Shaking her shoulders to quiet her spine, Carrie left the tent.
She continued along the grassy street, then, glancing at her watch, decided she had time to see the army encampment spread over rolling hills beyond the sales tents. Rows of small tents covered this area. There were campfires for cooking, but at least the wood smoke was fragrant. Women and a few soldiers were scattered about, sitting quietly on blankets or stools, talking, caring for equipment and guns, or, in the case of the women, often doing needlework. Since it was nearing noon, several were bending over lunch-time campfires. Flags marking the camp locations of various fighting units fluttered in the breeze.
Children responded to her greeting but, for the most part, men and women ignored her, keeping at their work or conversation as if they were actors in a play—which, on a massive scale, they were. It was easy to get lost in history here—easier, really, than it had been next to the battlefield. Here, history surrounded her, women’s history that she understood. Here, movement was slow, relaxed, and relaxing, quite unlike movement on the battlefield.
Voices, many of them revealing southern accents, were slow and relaxed too. Carrie paid no attention to the words, but was content to move among the soothing murmur. Then she was out of the busy area and walking past tents that were obviously empty. So, only various groups of male re-enactors stayed here, and all of them were in this morning’s battle.
A fair-haired soldier came through the trees bordering the battlefield and hurried down the row of tents. He looked pre-occupied and seemed not to see her or hear her spoken greeting. Well, of course. Soldiers playing a part here wouldn’t speak to a woman wearing an Arkansas Razorback t-shirt. But his hurry was such a contrast to everything else in this encampment that she turned her head to watch him. Just before ducking to enter his tent, he took off his grey cap to expose long hair falling in white-blond waves.
Carrie continued to the end of the tent area, turned around, and began walking back. There was motion inside the soldier’s tent, a swishing of fabric. The tent flap parted, and a face looked out, ducked back in. It was a woman wearing a blue, sprigged-print gown.
Carrie had arrived back among the cooking fires, playing children, and women with their needlework when a woman in a blue, sprigged-print gown and matching blue sunbonnet swished past her, headed toward the sutler’s area. She held her skirts up on both sides so she could move more quickly. Carrie wanted to bet she was heading toward the paper-goods tent.
She’d have won the bet.
Pausing outside the tent, Carrie decided she needed some unique letter paper for a Christmas gift. Stepping as quietly as she could, she walked through the open flap.
The woman was facing away from the tent flap, the man was in profile, his head slanted toward the back wall of the tent.
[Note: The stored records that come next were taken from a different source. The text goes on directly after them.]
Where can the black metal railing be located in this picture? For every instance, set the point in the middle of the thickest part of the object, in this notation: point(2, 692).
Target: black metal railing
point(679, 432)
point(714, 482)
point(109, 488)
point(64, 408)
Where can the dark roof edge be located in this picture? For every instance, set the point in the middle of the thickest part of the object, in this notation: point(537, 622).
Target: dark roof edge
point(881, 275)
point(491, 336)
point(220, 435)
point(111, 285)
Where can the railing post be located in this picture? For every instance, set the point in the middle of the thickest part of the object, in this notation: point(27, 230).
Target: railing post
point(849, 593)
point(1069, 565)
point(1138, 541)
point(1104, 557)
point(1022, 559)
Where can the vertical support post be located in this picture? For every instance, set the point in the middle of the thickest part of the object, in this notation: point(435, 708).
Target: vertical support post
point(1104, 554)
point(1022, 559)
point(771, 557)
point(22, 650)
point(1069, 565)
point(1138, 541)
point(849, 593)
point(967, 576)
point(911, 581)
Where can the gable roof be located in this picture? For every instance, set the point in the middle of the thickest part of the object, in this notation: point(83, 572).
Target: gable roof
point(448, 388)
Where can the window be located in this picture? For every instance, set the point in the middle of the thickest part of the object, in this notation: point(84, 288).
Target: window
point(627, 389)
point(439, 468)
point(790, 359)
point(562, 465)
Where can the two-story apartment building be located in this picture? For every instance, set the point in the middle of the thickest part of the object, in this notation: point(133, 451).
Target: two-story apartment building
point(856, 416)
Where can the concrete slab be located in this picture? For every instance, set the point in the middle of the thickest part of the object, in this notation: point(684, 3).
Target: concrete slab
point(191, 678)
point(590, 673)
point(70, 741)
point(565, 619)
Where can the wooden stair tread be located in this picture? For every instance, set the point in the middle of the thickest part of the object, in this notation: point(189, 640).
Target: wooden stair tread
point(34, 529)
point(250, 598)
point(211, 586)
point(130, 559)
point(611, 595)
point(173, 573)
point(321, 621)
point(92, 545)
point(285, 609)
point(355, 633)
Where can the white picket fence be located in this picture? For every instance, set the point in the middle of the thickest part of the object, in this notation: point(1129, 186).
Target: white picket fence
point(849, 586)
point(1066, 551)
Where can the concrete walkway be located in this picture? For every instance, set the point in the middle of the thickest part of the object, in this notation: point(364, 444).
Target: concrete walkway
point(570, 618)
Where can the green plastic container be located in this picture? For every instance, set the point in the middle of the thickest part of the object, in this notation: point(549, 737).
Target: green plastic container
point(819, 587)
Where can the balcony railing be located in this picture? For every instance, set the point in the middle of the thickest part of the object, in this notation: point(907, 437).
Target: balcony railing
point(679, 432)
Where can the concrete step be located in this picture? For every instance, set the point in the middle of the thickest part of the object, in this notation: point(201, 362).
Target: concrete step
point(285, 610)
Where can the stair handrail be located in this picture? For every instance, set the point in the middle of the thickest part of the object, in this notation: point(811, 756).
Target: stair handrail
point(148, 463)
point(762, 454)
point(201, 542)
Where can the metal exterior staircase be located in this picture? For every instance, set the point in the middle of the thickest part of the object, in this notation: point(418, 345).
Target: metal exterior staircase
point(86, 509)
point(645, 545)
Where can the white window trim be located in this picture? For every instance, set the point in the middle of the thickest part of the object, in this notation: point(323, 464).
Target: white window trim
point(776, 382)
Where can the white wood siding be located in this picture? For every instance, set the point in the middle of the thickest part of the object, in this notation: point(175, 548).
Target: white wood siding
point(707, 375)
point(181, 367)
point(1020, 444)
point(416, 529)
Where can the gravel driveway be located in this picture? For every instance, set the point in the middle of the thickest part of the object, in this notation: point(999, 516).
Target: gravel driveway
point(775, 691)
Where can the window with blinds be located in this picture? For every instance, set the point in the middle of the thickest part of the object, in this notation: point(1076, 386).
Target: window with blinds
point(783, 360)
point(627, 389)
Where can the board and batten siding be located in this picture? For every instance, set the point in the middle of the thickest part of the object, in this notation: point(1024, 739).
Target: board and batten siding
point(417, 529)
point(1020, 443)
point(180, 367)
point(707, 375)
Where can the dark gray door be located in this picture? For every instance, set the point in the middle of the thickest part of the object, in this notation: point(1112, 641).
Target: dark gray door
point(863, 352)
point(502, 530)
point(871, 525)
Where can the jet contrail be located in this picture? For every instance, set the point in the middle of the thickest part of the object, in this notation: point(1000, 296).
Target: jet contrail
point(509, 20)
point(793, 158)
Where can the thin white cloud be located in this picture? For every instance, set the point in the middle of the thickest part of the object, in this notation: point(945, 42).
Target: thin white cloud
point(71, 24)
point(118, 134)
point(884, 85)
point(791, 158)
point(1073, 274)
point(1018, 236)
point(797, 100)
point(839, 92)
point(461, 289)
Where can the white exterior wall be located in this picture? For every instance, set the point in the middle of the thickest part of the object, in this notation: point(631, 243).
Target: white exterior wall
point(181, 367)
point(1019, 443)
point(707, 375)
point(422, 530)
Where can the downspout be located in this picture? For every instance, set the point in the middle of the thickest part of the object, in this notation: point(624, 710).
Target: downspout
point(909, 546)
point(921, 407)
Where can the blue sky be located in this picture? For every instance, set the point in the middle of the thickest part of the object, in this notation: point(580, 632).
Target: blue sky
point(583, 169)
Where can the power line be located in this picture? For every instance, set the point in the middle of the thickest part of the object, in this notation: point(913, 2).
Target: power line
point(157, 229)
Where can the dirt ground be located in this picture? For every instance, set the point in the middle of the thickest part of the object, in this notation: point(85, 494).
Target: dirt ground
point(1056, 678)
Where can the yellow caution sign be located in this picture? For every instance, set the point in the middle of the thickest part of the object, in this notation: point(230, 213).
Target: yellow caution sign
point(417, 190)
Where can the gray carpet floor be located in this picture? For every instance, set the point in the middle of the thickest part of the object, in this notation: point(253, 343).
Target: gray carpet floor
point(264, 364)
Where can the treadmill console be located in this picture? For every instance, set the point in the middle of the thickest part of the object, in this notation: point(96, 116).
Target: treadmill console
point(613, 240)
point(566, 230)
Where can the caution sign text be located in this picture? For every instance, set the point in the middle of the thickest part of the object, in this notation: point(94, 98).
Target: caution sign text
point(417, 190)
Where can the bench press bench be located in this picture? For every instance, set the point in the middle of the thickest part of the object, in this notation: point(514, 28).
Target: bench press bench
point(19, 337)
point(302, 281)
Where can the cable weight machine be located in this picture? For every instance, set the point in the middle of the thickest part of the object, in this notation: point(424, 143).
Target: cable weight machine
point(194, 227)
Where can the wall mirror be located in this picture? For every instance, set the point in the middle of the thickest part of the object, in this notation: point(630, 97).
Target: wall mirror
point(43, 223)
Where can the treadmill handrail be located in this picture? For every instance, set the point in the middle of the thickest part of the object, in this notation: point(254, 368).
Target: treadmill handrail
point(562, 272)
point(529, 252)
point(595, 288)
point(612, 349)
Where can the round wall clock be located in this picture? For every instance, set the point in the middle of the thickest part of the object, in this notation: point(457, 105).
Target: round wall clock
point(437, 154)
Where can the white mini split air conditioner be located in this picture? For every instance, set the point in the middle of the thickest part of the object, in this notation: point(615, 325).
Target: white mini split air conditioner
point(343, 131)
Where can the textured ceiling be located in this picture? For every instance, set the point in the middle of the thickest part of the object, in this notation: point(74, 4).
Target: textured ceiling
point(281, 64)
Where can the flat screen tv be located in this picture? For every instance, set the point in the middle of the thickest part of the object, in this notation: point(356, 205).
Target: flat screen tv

“It’s over. I’m glad I was there. I was pretty sure you could not pull the trigger against him. But we both wanted assurance that the drunken devil was never going to kill another person.”
The woman’s voice softened. “It’s better this way Simon. You are such a good man, too good for messing with this sort of thing. Being with him may have been Carol’s choice, but he was still a murderer. Don’t forget that. Don’t grieve for him.”
The man’s face was so pale it almost faded into the white tent behind him. He put his hands up in protest, then moved them over his face.
She was almost whispering now, “David is gone. It’s ended.”
Carrie slowly backed up the few steps toward the tent opening, then turned and hurried toward Henry, the green folding chairs, and the soldier lying on the ground in front of them.
Had real medics looked at that man yet?
And Henry was so right. There were some things better left to the licensed law. Some things Carrie McCrite just wasn’t equipped to handle. Henry was going to have to help her understand what to do next.